Kunst von alten Dingen

Malerei und Materialbilder zum 100. Geburtstag von Kurt Teubner in Aue

Der Zaunkönig sitzt keck auf dem Gartenzaun, wo sonst sollte der König sitzen? Ein Bild, gemalter Hintergrund, schön und grün. Aber der Zaun vorndran ist aus richtigen alten Holzlatten, und das Vögelchen ist auch richtig – nämlich gemalt, ausgeschnitten und draufgeklebt auf den Zaun. Ein Bild von Kurt Teubner aus Aue.
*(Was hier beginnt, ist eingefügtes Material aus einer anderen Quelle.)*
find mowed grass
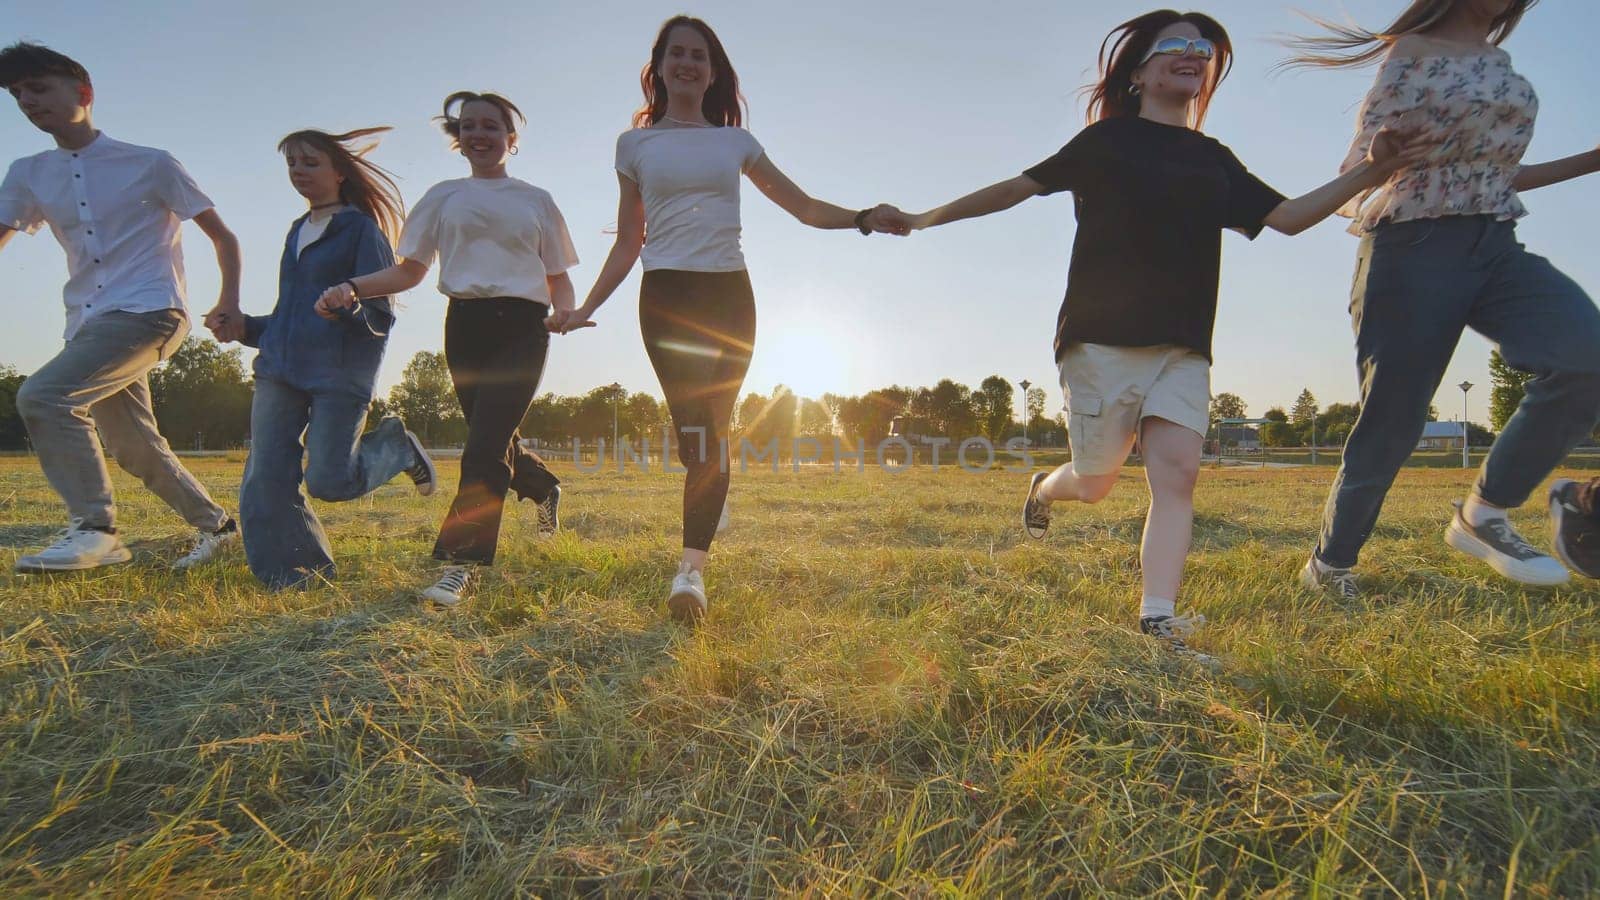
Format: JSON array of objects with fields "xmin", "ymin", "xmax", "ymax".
[{"xmin": 0, "ymin": 456, "xmax": 1597, "ymax": 897}]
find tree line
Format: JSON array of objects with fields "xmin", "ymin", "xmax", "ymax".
[{"xmin": 0, "ymin": 342, "xmax": 1581, "ymax": 452}]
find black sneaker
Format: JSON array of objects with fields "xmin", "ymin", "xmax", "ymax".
[
  {"xmin": 1139, "ymin": 614, "xmax": 1218, "ymax": 667},
  {"xmin": 1299, "ymin": 556, "xmax": 1360, "ymax": 601},
  {"xmin": 1444, "ymin": 501, "xmax": 1569, "ymax": 586},
  {"xmin": 1022, "ymin": 471, "xmax": 1051, "ymax": 539},
  {"xmin": 1550, "ymin": 479, "xmax": 1600, "ymax": 579},
  {"xmin": 404, "ymin": 431, "xmax": 436, "ymax": 497},
  {"xmin": 536, "ymin": 485, "xmax": 561, "ymax": 536}
]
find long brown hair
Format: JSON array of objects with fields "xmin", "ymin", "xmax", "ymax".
[
  {"xmin": 1083, "ymin": 10, "xmax": 1233, "ymax": 130},
  {"xmin": 632, "ymin": 15, "xmax": 747, "ymax": 128},
  {"xmin": 1284, "ymin": 0, "xmax": 1537, "ymax": 68},
  {"xmin": 277, "ymin": 127, "xmax": 405, "ymax": 246}
]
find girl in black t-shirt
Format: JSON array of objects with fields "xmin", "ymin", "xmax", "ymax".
[{"xmin": 879, "ymin": 10, "xmax": 1431, "ymax": 664}]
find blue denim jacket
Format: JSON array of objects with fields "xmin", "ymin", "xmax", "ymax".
[{"xmin": 242, "ymin": 210, "xmax": 396, "ymax": 398}]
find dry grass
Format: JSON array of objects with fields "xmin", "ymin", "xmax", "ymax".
[{"xmin": 0, "ymin": 458, "xmax": 1597, "ymax": 896}]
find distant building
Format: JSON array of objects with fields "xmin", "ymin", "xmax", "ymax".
[{"xmin": 1417, "ymin": 420, "xmax": 1466, "ymax": 450}]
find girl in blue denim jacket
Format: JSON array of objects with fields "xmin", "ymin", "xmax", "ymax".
[{"xmin": 225, "ymin": 127, "xmax": 436, "ymax": 589}]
Der war wohl einer der außergewöhnlichsten Künstler in der DDR. Und überhaupt. Dass seine Kunst ihren originellen Status durchaus kraftvoll bewahrt, zeigt eine Ausstellung der Galerie im Kulturzentrum Aue, die dem 100. Geburtstag Teubners gewidmet ist. Sie heißt “Spurensicherung”, das klingt zwar etwas ermittlerisch, aber es trifft. Denn es war Kurt Teubner sein Leben lang Anliegen, Menschenleben im Menschenwerk aufzuheben, in seinen geringsten Regungen wie in größeren Zusammenhängen. Es lag für ihn nahe, Material in seine Bilder zu integrieren, das sonst sorg- und achtlos verworfen und weggeschmissen, liegen gelassen, vergessen und verdorben wurde. Denn er sah die Lebensspuren und Lebenszeichen auch in kleinsten Äußerungen, arrangierte sie mit feinsinnigem Humor und sozialem Einfühlungsvermögen.

Assemblagen, Collagen, Materialbilder – die Auswahl in der jetzigen Ausstellung in Aue ist sorgsam arrangiert im Sinn ihres Mottos. Denn aus Spuren werden neue Wege, die anscheinende Nüchternheit des Material wird zum Zugang des Nachsinnens. Altpapier und alte Möbelstücke, zerbrochene Fensterscheiben, alte Tapeten mit den vom Staub frei gebliebenen Plätzen einstiger Bilder, der alte Schlips und der total verschlissene einst weiße Malermantel – das alles gibt Werte frei, Erinnerung und Achtsamkeit.

“Spurensicherung”: Malerei und Assemblagen von Kurt Teubner. Ausstellung im Kulturzentrum Aue. Bis 25. Oktober. Montag bis Freitag 9 bis 12 Uhr, Montag bis Mittwoch 13 bis 18 Uhr.